Google Ends Newspaper Digitization Project

Posted Tuesday, May 24, 2011 - 13:18

Google emailed its newspaper partners May 19 to inform them that it would be discontinuing its effort to digitize the world’s newspaper archives and make them available online, the Search Engine Land blog reported.

The project, which was started in 2008, has digitized material from about 2,000 newspapers. Existing content, about 60 million pages worth, will remain online and searchable, but Google will not scan any new submissions. Newspapers can extend content with their own digitization efforts, if they choose.

Google said it would focus instead on “newer projects that help the industry, such as Google One Pass, a platform that enables publishers to sell content and subscriptions directly from their own sites.”

The Boston Phoenix lamented the project’s end, calling it “generally a good deal for newspapers,” especially smaller ones that couldn’t afford to digitally scan and index their archives. The paper speculated that Google may have ended the project because of a lack of page views or because the process of indexing newspapers’ columns and page jumps were more difficult than anticipated.

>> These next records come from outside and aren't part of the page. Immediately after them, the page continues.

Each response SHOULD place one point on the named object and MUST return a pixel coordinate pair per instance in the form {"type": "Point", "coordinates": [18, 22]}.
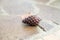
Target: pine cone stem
{"type": "Point", "coordinates": [42, 28]}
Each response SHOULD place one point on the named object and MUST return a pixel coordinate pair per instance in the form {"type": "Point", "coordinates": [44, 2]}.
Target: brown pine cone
{"type": "Point", "coordinates": [31, 20]}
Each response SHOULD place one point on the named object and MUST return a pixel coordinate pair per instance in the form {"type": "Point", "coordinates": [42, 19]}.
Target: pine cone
{"type": "Point", "coordinates": [32, 20]}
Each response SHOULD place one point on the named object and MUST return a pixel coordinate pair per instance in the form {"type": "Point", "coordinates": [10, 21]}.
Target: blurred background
{"type": "Point", "coordinates": [45, 9]}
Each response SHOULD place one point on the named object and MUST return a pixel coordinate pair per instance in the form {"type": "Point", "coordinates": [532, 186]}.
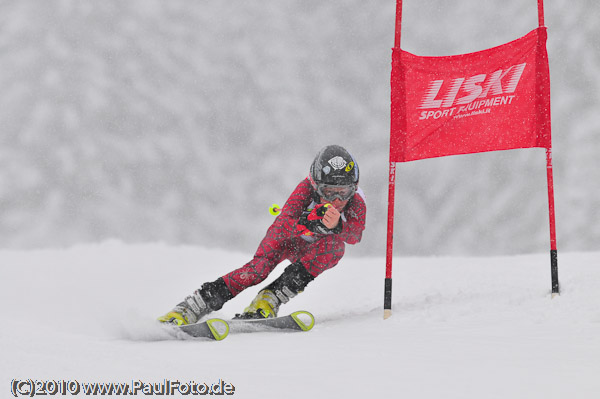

Curt Witcher, manager of the Genealogy Center at Allen County (Ind.) Public Library, told American Libraries that the materials Google has made available are well-used. “Anyone who’s familiar with historical research knows that newspapers are just vital sources,” he said, saying they are the most prized of secondary sources because “the fabric of the community is laid out in its newspaper.” While he expressed hope that another organization would take on the project, he said that Google’s involvement would be missed. “They have the reach and the resources that small and even bigger publishers don’t,” he explained.

ProQuest, which had partnered with Google on the digitization of publishers’ microfilm archives and contributed its own microfilms, released a statement May 20 that it is “working now with publishers to build more value for their historical content,” and that it “looks forward to expanding its foundation to increase opportunities for researchers and publishers alike.”